Depois de 8 meses de conversas pelas redes sociais, em que ela deixou claro sua intenção de amizade, concordou em recebê-lo em casa, na Barra da Tijuca. Da meia-noite às 4h, Elaine foi vítima de espancamento, estupro e agressões físicas e psicológicas. “Ele me dava um monte de socos, aí eu desmaiava e ele ficava esperando eu acordar, e quando acordava, ele recomeçava”, conta. 

Passou cinco dias na UTI. “Ele fraturou meu nariz, fundo de olhos, glândulas orbiculares, fraturou os dentes, estraçalhou meus lábios, minhas bochechas, minhas gengivas. Foi uma coisa absurda. Eu quase morri”, relata Elaine.

Quando finalmente foi para o quarto, encontrou o espelho coberto por uma toalha, uma tentativa da equipe médica de preservá-la. Ao ver o próprio reflexo, desabafou: “meu Deus, eu tinha consciência da gravidade, mas não sabia o nível que era”. Em meio ao espancamento, “ele comentava: ‘nossa, como você é bonita’. Ele queria destruir o meu rosto de todas as formas.”

Elaine conversou com a reportagem d’AzMina por videochamada. Na ocasião, vestia uma faixa de contenção facial já que, dias antes, passou por mais um procedimento cirúrgico para reposicionar músculos da face. Já foram dezenas. Por conta das agressões, sente dores de cabeça e de ouvido até hoje, e dificuldades para enxergar. 

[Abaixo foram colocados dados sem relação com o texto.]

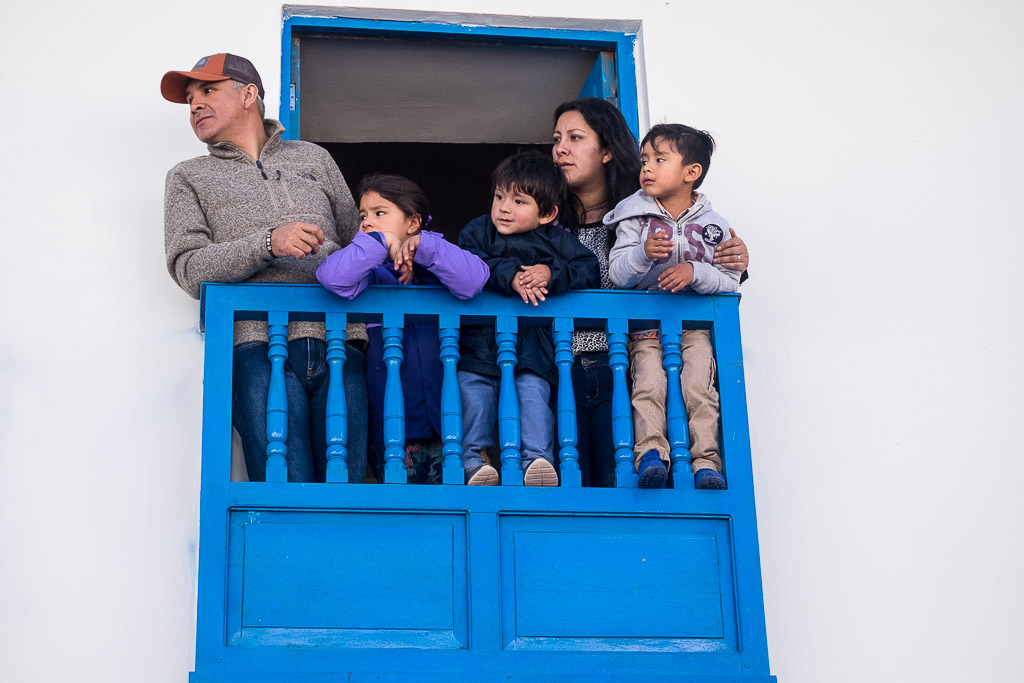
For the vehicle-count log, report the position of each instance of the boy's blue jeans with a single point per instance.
(306, 375)
(592, 384)
(479, 415)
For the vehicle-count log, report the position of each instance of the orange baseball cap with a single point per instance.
(220, 67)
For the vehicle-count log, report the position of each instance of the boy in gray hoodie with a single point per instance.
(666, 235)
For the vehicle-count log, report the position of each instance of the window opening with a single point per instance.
(441, 103)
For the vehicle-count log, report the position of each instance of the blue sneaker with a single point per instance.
(709, 478)
(652, 471)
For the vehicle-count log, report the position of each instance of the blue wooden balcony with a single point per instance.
(393, 582)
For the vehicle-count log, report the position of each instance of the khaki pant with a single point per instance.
(699, 395)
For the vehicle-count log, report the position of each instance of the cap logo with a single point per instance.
(712, 233)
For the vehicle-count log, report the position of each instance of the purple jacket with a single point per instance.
(364, 262)
(348, 271)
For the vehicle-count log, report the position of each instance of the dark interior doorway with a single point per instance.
(455, 177)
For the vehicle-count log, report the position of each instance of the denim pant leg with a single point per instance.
(592, 384)
(537, 422)
(354, 378)
(251, 382)
(316, 373)
(479, 414)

Em dezembro de 2024, a 7ª Câmara Criminal do Rio de Janeiro determinou que o agressor de Elaine era inimputável — não poderia ser responsabilizado pelo crime – por ter um distúrbio chamado parassonia. Embora não houvesse dúvidas da autoria, uma vez que ele confirmou as agressões, a justiça definiu que ele não precisaria pagar indenização à vítima.

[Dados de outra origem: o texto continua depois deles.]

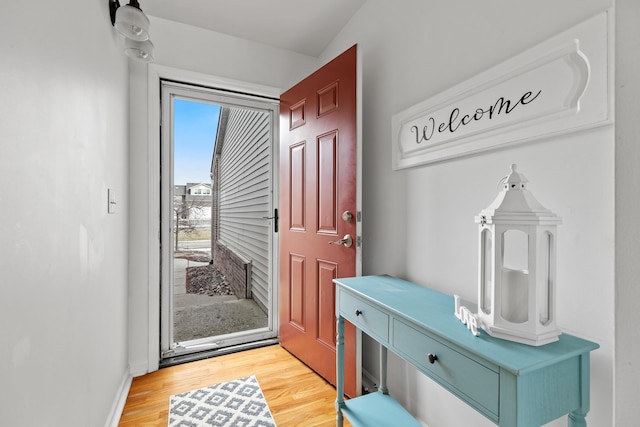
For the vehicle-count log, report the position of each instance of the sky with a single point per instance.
(195, 128)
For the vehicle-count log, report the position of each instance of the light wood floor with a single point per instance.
(296, 395)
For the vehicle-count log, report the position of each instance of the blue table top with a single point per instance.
(434, 311)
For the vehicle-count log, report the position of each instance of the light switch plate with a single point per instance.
(111, 200)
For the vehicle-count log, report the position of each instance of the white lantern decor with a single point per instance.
(517, 266)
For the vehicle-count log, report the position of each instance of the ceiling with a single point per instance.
(303, 26)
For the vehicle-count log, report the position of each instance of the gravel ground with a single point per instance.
(206, 280)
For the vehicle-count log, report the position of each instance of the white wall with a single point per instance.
(418, 223)
(627, 211)
(63, 260)
(203, 53)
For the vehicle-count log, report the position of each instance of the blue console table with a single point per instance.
(513, 385)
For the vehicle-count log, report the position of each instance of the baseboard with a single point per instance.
(120, 399)
(139, 368)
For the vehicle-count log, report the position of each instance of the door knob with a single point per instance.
(347, 241)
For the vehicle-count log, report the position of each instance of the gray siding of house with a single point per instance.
(244, 194)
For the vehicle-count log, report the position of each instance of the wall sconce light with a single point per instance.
(132, 23)
(517, 266)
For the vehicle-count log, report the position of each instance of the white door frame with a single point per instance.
(155, 74)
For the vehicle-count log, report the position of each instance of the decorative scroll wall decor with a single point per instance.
(559, 86)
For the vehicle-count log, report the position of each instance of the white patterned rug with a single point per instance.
(237, 403)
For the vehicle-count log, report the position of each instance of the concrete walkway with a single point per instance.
(201, 316)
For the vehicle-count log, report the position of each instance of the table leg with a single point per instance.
(339, 370)
(383, 370)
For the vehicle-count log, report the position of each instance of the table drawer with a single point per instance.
(364, 316)
(477, 384)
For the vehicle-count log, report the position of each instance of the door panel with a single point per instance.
(318, 161)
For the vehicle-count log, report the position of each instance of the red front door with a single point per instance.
(318, 148)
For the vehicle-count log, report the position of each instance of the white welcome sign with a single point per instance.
(558, 86)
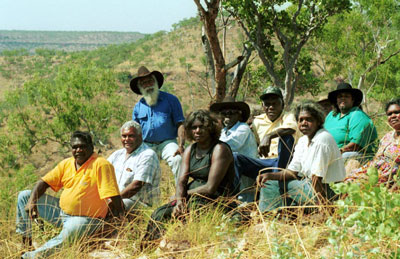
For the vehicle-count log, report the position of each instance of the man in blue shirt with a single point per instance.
(161, 117)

O apartamento alugado onde ocorreu o crime foi inteiramente danificado pelo agressor, mas o prejuízo foi só dela. “Eu tinha R$ 500 mil guardados. Gastei todo o meu dinheiro. Todo. Com tratamentos, para restaurar meu apartamento e para me manter, pois não tinha condições de trabalhar, fisica e psicologicamente”, desabafa.

UM NOVO OLHAR 

Silvana nos recebeu no Instituto Um Novo Olhar, em Pinheiros, zona oeste de São Paulo — onde ela continua seu processo de reabilitação. A organização oferece ajuda jurídica, psicológica e cirúrgica gratuita a mais de 250 mulheres vítimas de violência. 

Anos depois da tentativa de feminicídio, ela segue fazendo procedimentos a laser para reduzir as cicatrizes. Tem paralisia parcial nos lábios e sensação constante de formigamento na região da cirurgia. Quando está ansiosa ou nervosa, os nervos “travam”, dificultando sua fala. 

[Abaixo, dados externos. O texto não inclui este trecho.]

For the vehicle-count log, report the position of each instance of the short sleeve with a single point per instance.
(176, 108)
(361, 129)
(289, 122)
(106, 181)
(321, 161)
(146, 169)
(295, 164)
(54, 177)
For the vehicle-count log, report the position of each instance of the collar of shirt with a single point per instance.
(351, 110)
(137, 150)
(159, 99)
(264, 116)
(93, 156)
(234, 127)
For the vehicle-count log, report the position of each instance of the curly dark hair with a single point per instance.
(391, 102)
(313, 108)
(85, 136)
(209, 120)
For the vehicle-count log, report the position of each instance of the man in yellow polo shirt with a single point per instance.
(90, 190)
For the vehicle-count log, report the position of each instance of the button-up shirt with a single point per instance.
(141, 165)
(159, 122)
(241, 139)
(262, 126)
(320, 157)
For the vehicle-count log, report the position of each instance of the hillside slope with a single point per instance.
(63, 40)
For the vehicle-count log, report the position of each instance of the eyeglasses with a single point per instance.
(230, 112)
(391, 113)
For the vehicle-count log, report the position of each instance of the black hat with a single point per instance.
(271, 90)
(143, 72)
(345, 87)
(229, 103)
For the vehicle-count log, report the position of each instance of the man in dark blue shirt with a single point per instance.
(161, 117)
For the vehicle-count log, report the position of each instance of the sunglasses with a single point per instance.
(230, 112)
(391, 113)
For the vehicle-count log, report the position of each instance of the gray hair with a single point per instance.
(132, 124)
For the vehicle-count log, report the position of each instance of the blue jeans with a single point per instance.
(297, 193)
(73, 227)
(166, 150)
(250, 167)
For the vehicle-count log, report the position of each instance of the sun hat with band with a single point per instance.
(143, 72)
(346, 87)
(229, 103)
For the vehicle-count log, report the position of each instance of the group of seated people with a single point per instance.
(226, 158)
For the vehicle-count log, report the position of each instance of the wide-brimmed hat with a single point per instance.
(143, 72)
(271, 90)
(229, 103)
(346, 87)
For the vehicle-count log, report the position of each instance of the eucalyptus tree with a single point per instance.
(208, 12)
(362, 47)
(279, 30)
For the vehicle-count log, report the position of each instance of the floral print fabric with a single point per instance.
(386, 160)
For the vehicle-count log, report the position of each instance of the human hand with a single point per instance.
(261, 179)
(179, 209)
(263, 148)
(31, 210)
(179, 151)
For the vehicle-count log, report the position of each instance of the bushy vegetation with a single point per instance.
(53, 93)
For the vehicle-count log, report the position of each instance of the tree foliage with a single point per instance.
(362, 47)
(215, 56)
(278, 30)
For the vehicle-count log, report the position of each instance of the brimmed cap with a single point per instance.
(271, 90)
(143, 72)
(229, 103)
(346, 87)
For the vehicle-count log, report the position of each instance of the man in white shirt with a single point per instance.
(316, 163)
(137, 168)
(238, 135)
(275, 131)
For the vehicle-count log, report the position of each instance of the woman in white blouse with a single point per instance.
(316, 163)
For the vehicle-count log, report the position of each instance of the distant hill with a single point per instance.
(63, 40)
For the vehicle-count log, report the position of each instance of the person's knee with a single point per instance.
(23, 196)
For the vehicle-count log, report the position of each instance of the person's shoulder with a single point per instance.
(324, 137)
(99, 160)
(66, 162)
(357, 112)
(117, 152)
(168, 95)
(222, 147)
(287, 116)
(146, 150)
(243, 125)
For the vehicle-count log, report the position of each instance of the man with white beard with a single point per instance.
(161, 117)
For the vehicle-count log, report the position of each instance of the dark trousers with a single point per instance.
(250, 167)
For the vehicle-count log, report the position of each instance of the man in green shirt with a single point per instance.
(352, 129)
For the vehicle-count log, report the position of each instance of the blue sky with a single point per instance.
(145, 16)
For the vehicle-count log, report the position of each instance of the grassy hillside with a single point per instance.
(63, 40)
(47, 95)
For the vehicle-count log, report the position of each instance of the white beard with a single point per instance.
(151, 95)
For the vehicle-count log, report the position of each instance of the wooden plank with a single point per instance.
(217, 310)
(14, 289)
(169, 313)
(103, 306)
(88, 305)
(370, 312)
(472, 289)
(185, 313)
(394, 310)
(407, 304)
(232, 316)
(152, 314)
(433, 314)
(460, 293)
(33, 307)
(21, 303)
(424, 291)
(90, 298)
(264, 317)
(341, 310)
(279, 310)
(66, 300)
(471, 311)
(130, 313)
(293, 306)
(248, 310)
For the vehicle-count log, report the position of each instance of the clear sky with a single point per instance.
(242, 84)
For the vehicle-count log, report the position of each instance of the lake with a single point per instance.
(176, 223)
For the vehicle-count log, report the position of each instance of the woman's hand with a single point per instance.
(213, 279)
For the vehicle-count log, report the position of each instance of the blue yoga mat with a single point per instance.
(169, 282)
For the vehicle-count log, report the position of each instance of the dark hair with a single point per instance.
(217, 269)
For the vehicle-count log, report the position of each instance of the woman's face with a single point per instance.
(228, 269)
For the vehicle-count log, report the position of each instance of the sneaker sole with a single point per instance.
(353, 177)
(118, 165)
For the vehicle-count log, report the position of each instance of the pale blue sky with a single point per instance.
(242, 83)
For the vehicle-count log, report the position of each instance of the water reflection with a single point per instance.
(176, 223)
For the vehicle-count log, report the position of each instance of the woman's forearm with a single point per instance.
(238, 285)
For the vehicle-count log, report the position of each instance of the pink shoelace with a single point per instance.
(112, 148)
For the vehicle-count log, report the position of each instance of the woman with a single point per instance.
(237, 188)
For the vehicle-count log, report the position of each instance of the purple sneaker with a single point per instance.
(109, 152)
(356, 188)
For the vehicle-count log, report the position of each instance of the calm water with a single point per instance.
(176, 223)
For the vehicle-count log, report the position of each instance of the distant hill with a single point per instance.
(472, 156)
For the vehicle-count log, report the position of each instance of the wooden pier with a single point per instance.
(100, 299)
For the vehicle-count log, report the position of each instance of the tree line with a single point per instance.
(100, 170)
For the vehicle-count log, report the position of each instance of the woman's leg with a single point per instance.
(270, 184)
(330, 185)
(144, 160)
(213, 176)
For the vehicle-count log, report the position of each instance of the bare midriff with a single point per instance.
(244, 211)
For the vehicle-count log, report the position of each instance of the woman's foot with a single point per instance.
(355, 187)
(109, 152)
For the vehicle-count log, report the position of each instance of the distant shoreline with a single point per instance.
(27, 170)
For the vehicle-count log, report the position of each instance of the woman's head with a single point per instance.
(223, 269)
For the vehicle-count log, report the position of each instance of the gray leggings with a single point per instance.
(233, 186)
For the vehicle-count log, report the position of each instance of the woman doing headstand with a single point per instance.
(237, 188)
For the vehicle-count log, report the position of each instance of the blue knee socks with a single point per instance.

Durante o processo de recuperação, precisou de ajuda financeira de amigos e familiares, já que perdeu o comércio que tinha com Kléber*. Ele, por sua vez, ficou um ano foragido, até ser preso e condenado a 14 anos de reclusão por tentativa de feminicídio.

Carla Góes, médica cirurgiã plástica, fundadora do Instituto Um Novo Olhar, observa uma escalada na gravidade das agressões. “Antes era uma explosão de raiva, um empurrão, um tapa. Hoje é feminicídio mesmo. Os homens querem matar”, diz. Os casos mais recentes atendidos por ela envolvem tentativas de degolamento e desfiguração da face. “Eles querem destruir o rosto da mulher. Marcar. Deixá-la envergonhada.” 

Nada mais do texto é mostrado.